Stone-Fruit Sangria


Stone fruits like peaches, nectarines, plums, and cherries come together to infuse this refreshing sangria with a summery sweetness.


INGREDIENTS

Fruit Purée
1 apricot
1 nectarine
1 small peach
2 tablespoons fresh lemon juice
Sangria
2 750-ml bottles chilled dry rosé (such as Côtes de Provence)
2 cups chilled elderflower liqueur (such as St-Germain)
1/2 vanilla bean, halved lengthwise
3 plums or pluots
2 nectarines
2 apricots
1 peach
20 fresh cherries
sparkling water


RECIPE PREPARATION

Fruit Purée
Peel stone fruit. Halve, pit, and coarsely chop.

Place chopped fruit in a mini-processor or blender; add lemon juice. Purée until smooth. Transfer to a large pitcher or jar.


Sangria

Add rosé and elderflower liqueur to fruit purée in pitcher; scrape in seeds from vanilla bean; add bean. Halve and pit all stone fruit. Cut fruit, except cherries, into 1/2" wedges. Add all fruit to pitcher. Chill for at least 1 hour and up to 2 days.

Fill glasses with ice; pour in sangria and fruit to fill glasses 2/3 full.
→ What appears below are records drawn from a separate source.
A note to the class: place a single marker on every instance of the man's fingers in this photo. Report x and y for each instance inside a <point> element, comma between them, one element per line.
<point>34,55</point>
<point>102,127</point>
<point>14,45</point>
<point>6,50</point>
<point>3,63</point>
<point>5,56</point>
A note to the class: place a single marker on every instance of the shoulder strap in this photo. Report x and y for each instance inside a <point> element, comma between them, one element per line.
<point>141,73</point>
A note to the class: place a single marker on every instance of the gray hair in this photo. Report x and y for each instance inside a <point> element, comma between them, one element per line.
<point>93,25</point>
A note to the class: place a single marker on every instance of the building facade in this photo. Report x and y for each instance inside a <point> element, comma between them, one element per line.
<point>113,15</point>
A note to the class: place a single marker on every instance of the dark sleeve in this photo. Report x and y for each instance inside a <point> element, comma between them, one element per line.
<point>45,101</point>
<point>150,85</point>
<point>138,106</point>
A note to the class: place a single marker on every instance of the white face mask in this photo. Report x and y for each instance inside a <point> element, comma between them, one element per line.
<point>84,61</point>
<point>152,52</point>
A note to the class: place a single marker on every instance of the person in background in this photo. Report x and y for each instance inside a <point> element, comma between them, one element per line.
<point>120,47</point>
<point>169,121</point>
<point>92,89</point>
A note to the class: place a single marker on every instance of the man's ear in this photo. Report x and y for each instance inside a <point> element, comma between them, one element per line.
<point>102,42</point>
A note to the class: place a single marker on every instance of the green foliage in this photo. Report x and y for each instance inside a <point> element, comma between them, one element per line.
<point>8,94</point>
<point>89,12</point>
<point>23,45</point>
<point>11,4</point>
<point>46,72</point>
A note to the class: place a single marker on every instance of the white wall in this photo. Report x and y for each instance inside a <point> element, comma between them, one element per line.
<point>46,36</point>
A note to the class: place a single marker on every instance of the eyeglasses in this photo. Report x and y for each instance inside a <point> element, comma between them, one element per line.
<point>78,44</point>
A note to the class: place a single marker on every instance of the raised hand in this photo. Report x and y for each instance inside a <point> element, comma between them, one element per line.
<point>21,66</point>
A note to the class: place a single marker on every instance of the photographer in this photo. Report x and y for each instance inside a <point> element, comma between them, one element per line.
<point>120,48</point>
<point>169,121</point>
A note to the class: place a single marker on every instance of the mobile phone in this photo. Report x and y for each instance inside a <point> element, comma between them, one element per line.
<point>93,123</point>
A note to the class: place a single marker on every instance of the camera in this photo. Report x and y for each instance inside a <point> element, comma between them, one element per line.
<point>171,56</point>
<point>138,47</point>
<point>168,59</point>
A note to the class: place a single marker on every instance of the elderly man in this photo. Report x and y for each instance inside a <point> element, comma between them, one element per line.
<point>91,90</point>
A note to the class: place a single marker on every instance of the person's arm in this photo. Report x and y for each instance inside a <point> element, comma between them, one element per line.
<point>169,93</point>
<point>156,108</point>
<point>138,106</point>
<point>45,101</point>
Top with sparkling water. Stir and serve.

Bring a medium saucepan of water to a boil. Using the tip of a paring knife, make 2 shallow 1" cuts to form an X on the bottom of the fruit.

Add fruit to water and cook just until skin begins to peel back at each X, 30–60 seconds.

Using a slotted spoon, transfer fruit to a medium bowl of ice water; let cool. Using a paring knife and your fingers, peel fruit.

If you don't care about smooth surfaces for presentation purposes, a serrated peeler's sharp-toothed edges quickly and easily peel soft fruit.